For the fastest joins of all, dictionaries are ClickHouse's most powerful optimization. A dictionary is an in-memory key-value store that loads from a configured source. A ClickHouse table, PostgreSQL, MongoDB, an HTTP endpoint, and many others. This replicates across every node in the cluster, and refreshes automatically on a configurable interval. Lookups via dictGet() are essentially instantaneous, consistently outperforming hash-based joins.
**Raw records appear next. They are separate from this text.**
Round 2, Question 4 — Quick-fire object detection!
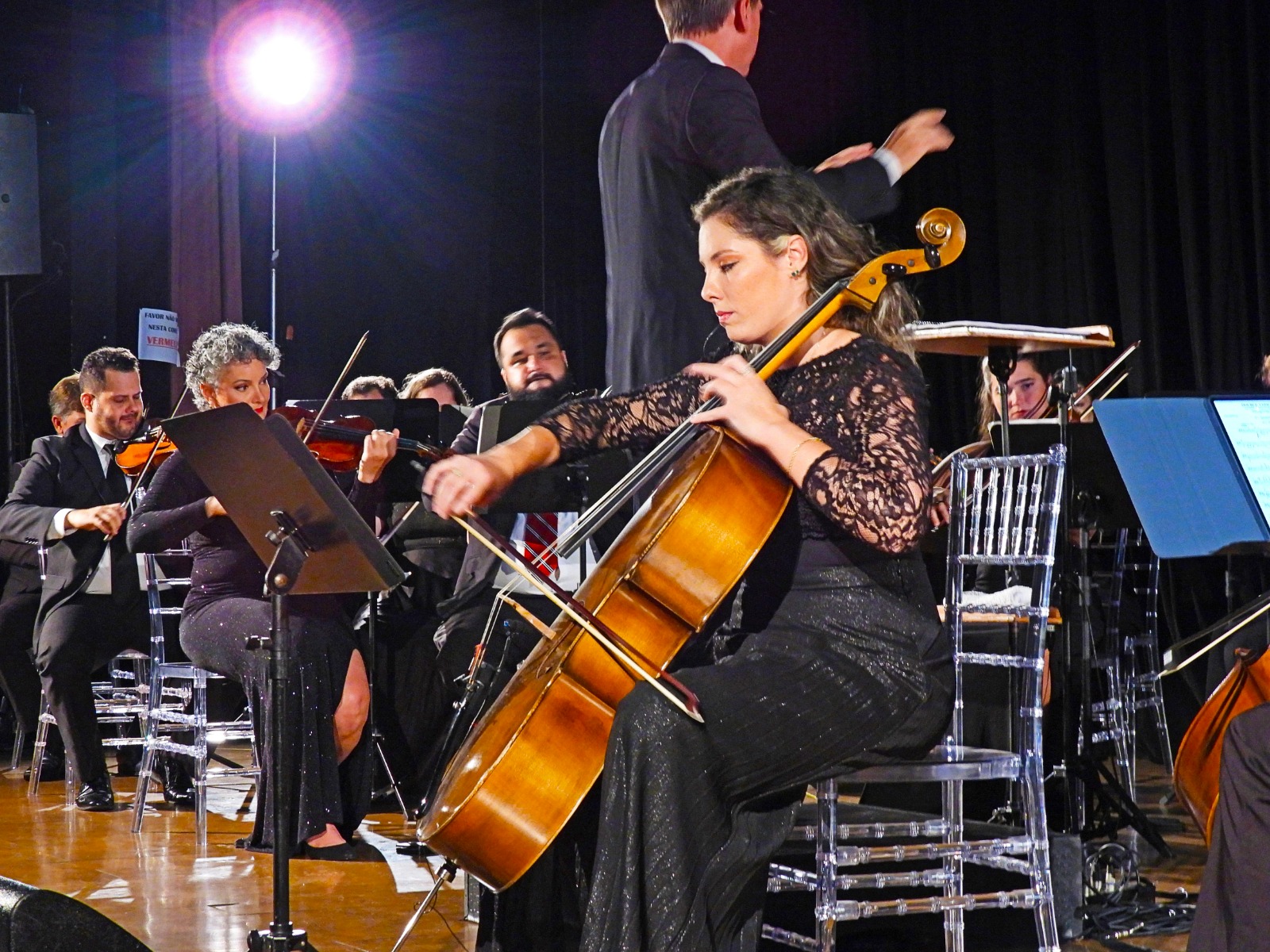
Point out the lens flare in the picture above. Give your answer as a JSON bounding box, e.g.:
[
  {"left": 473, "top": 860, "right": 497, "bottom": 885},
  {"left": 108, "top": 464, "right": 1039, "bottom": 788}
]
[{"left": 210, "top": 0, "right": 351, "bottom": 133}]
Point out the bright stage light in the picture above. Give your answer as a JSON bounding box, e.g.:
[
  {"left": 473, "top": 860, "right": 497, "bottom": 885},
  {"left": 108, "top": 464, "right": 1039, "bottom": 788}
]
[{"left": 211, "top": 0, "right": 349, "bottom": 133}]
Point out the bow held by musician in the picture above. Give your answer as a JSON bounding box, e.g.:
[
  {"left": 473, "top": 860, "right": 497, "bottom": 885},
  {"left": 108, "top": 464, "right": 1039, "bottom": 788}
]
[{"left": 424, "top": 169, "right": 951, "bottom": 950}]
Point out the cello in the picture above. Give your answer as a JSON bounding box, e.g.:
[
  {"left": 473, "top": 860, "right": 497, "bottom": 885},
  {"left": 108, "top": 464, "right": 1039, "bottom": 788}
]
[{"left": 419, "top": 208, "right": 965, "bottom": 892}]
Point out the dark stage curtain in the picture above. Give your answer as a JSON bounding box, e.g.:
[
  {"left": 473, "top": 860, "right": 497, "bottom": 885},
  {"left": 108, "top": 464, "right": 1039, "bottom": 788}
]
[{"left": 782, "top": 0, "right": 1270, "bottom": 449}]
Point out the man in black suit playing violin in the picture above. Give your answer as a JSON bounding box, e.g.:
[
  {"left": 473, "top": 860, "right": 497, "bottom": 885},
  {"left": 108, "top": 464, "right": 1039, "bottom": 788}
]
[
  {"left": 599, "top": 0, "right": 952, "bottom": 393},
  {"left": 0, "top": 347, "right": 148, "bottom": 810}
]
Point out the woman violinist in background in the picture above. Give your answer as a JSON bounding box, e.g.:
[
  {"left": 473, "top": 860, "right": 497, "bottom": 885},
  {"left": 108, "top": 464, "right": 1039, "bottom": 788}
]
[
  {"left": 129, "top": 324, "right": 396, "bottom": 859},
  {"left": 979, "top": 353, "right": 1053, "bottom": 440},
  {"left": 425, "top": 169, "right": 952, "bottom": 952}
]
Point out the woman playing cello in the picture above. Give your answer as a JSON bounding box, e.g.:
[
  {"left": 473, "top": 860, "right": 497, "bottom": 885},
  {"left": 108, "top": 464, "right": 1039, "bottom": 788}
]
[
  {"left": 129, "top": 324, "right": 396, "bottom": 859},
  {"left": 424, "top": 170, "right": 951, "bottom": 952}
]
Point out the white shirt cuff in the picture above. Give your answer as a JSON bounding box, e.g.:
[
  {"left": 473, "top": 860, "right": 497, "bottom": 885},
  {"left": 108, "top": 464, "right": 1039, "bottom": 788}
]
[
  {"left": 47, "top": 509, "right": 75, "bottom": 539},
  {"left": 874, "top": 148, "right": 904, "bottom": 186}
]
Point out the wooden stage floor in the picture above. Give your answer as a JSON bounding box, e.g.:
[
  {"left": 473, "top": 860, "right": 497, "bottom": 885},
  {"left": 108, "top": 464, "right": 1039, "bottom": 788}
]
[
  {"left": 0, "top": 751, "right": 476, "bottom": 952},
  {"left": 0, "top": 764, "right": 1204, "bottom": 952}
]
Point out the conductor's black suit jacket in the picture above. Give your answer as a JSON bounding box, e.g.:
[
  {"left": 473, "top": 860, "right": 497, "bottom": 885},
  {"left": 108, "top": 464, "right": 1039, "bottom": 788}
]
[
  {"left": 0, "top": 424, "right": 136, "bottom": 631},
  {"left": 599, "top": 43, "right": 899, "bottom": 393}
]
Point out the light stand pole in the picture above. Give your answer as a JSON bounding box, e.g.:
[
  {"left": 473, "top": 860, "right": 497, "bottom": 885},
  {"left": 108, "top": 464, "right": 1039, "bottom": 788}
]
[
  {"left": 4, "top": 278, "right": 17, "bottom": 477},
  {"left": 269, "top": 135, "right": 281, "bottom": 410}
]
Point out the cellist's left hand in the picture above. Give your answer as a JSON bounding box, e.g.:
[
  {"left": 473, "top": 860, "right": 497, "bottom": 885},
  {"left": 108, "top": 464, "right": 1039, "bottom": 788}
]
[{"left": 684, "top": 354, "right": 790, "bottom": 446}]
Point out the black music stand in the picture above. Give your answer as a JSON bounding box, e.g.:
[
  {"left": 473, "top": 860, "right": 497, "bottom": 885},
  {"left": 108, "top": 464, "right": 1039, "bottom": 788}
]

Dictionaries can also be used at insert time via MATERIALIZED columns to permanently embed enrichment values into stored rows, eliminating join cost at query time entirely.

What You'll Learn

• Understand that join algorithm selection — not join syntax — is the critical performance decision in ClickHouse
• Choose between parallel hash, grace hash, and sort merge based on data size and memory constraints
• Build dictionaries to replace dimension-table joins with sub-millisecond key-value lookups using dictGet()
• Use dictionaries for both query-time and insert-time data enrichment via materialized columns
• Apply the Join table engine for static in-memory reference data that doesn't need periodic refresh
• Know when to rewrite joins as IN subqueries for better query planner optimization

Module 7: Deleting and Updating Data

One of the most important realities of working with ClickHouse is that nothing happens immediately when you update or delete data. Because data parts are immutable, every update or delete is fundamentally a rewrite operation. Module 7 covers all available mechanisms and when to use each.

 

Mutations (ALTER TABLE ... UPDATE / DELETE) are the traditional approach. This is an asynchronous background operation that rewrites every part containing matching rows. They are expensive, can take minutes to hours, and should be reserved for bulk operations aligned with table partitions rather than frequent row-level changes.

 

Lightweight deletes mark rows as deleted in a hidden bitmap, making them immediately invisible to queries without rewriting parts. Physical removal happens during future merges. This works well for low-volume corrections, but query overhead grows as the percentage of deleted rows increases.

 

Lightweight updates (patch parts) are ClickHouse's most significant recent advancement for mutability — issued with standard UPDATE ... SET syntax, they create small patch parts containing only the changed columns and rows. Changes are immediately visible in queries and merged into the main data in the background. This is the go-to mechanism for frequent, targeted row corrections.

 

For workloads requiring continuous upserts — particularly ClickPipes CDC ingestion from PostgreSQL, MySQL, or MongoDB via PeerDB — ReplacingMergeTree is the standard engine. It deduplicates rows with the same sort key during background merges, keeping the latest version. Because deduplication is eventual, queries use the FINAL keyword or argMax() aggregation patterns to ensure correct results. CollapsingMergeTree offers an alternative sign-based approach (+1 / -1 rows) for workloads that need to update sort key values, at the cost of additional application-side complexity.

What You'll Learn

• Understand that all update and delete operations in ClickHouse are asynchronous — nothing physically changes data immediately
• Use mutations for bulk operations aligned with table partitions; avoid them for frequent row-level changes
• Applying lightweight deletes for low-volume row removal where immediate query-visibility matters
• Using lightweight updates (patch parts) for frequent, targeted row corrections
• Build ReplacingMergeTree tables for CDC and upsert workloads; use FINAL or argMax() queries for correct, deduplicated results
• Understand CollapsingMergeTree sign-based row cancellation for state-tracking workloads that require sort key mutability
• Recognize that ClickPipes CDC connectors use ReplacingMergeTree as their destination engine

Passing the quizzes for all four Level 2 modules earns you the ClickHouse Database Professional credential.